OXFORD critic and biographer John Carey has won one of Britain’s oldest literary awards, the James Tait Black Memorial Prizes, following in the footsteps of literary giants such as DH Lawrence and Evelyn Waugh.
He won the £10,000 prize for his biography William Golding: The Man Who Wrote Lord of the Flies, which was named best biography published during the previous 12 months.
Prof Carey, 76, who lives in Headington, said: “I’m enormously pleased and honoured — not just for myself but for William Golding, the subject of my biography.
“He won the fiction section of the prize himself with his novel Darkness Visible in 1979, and I think he would be tickled pink to know he had made it a double.”

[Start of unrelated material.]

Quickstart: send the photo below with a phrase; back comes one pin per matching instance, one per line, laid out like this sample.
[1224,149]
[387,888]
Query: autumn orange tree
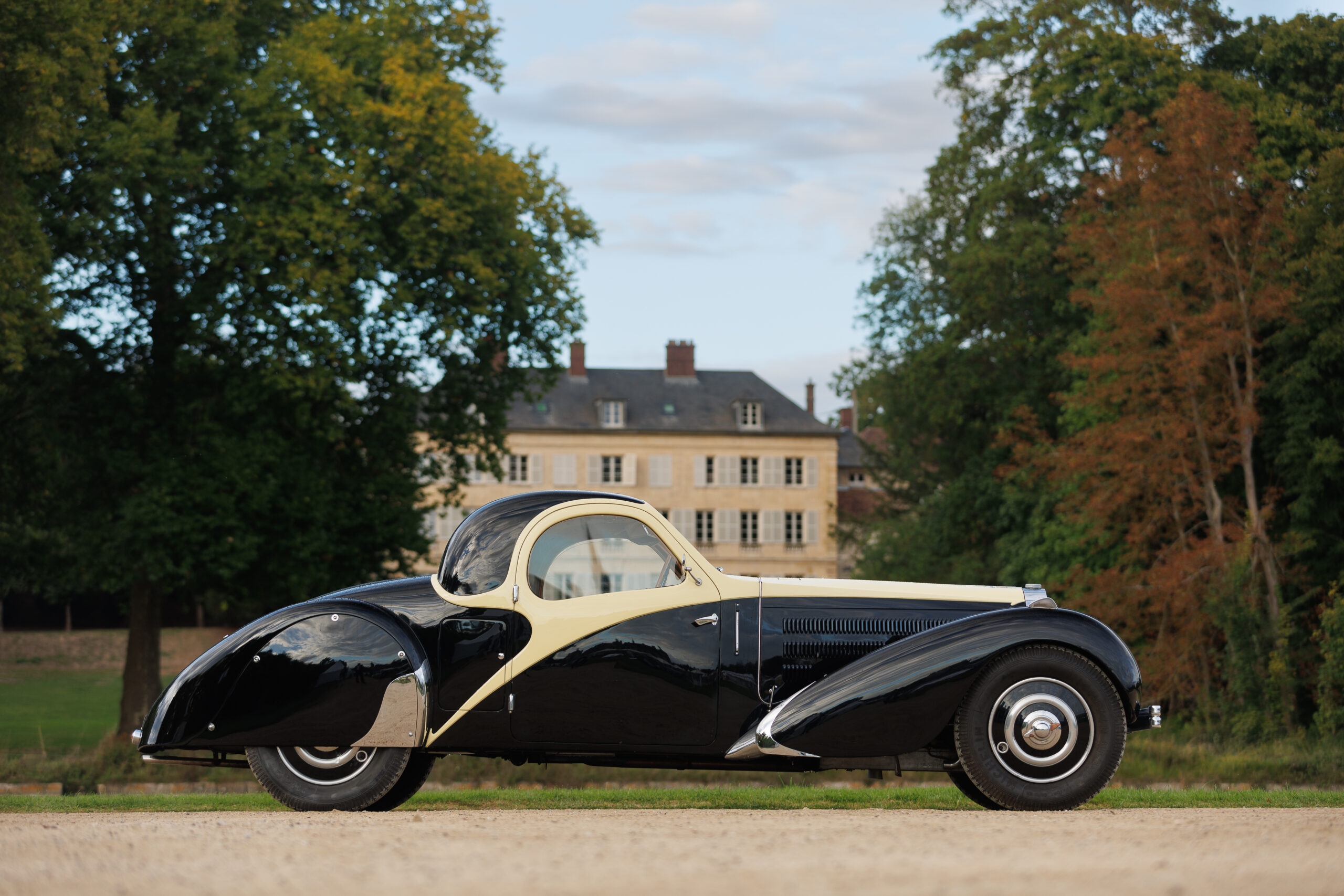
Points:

Prof Carey retired last year as Oxford University Professor of English Literature, and is a keen beekeeper, producing honey at his country cottage at Shipton-under-Wychwood.

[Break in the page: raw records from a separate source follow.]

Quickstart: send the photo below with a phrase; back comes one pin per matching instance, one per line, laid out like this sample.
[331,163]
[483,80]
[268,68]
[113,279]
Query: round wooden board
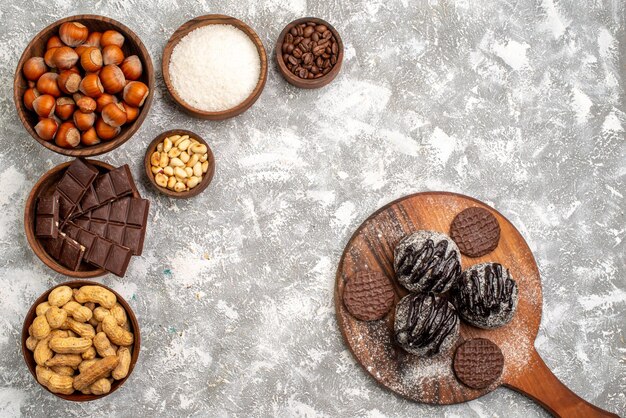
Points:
[422,379]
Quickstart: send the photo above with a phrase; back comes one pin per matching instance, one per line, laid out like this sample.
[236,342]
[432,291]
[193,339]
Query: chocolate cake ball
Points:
[487,295]
[426,324]
[427,261]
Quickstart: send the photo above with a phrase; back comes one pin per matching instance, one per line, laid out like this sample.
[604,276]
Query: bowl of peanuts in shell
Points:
[80,340]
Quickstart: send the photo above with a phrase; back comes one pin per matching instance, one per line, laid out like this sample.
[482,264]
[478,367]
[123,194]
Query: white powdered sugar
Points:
[215,67]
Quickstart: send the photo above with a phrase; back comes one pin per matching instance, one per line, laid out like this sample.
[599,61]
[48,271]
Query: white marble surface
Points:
[519,104]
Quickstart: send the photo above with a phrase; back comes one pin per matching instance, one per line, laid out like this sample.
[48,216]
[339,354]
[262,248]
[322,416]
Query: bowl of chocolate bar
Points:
[85,218]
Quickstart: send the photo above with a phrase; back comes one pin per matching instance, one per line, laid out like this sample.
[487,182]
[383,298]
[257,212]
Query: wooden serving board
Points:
[432,380]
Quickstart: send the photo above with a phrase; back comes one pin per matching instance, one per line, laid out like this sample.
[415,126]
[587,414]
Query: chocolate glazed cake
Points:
[487,296]
[427,261]
[425,324]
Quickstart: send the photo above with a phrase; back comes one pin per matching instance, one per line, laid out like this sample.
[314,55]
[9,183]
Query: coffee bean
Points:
[310,50]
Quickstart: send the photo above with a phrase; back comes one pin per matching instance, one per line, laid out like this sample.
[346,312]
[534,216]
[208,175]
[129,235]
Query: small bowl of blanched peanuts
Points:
[80,340]
[179,163]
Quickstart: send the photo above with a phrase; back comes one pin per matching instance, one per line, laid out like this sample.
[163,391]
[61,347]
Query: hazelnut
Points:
[73,33]
[34,68]
[46,128]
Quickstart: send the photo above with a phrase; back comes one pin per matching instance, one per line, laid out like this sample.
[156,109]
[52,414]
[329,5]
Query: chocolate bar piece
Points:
[47,217]
[100,251]
[65,250]
[73,185]
[106,188]
[122,221]
[110,256]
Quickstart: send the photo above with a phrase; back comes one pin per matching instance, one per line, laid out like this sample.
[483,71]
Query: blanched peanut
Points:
[31,343]
[155,158]
[184,144]
[192,182]
[197,169]
[60,296]
[180,173]
[161,179]
[177,162]
[167,145]
[193,160]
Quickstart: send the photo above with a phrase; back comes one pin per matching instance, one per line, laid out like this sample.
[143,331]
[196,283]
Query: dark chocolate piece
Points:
[426,324]
[427,261]
[368,295]
[478,363]
[77,178]
[110,256]
[122,221]
[47,217]
[65,250]
[100,251]
[106,188]
[476,231]
[487,296]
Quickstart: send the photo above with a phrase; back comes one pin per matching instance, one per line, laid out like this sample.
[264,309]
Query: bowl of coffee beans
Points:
[309,52]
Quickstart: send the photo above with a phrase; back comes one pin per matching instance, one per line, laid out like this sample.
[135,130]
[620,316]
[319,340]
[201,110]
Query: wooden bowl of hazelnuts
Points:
[83,85]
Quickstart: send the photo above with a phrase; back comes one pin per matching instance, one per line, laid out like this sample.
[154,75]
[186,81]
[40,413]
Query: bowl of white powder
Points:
[215,67]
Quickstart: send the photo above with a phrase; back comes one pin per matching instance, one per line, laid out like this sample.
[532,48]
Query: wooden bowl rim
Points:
[206,180]
[28,355]
[338,301]
[33,242]
[196,23]
[104,146]
[308,83]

The James Tait is the only major British book award judged by scholars and students. The fiction prize of £10,000 went to AS Byatt for her novel, The Children’s Book.
The winners were announced by crime writer Ian Rankin at the Edinburgh International Book Festival.
Prize judge Prof Colin Nicholson, of the University of Edinburgh, said: “The literary qualities and sheer entertainment value of the work we have been sifting are convincing evidence that fiction and biography of the highest standards are thriving in an evidently buoyant sector of our culture.”
The James Tait Black Memorial Prizes were founded in 1919 by Janet Coats, the widow of publisher James Tait Black.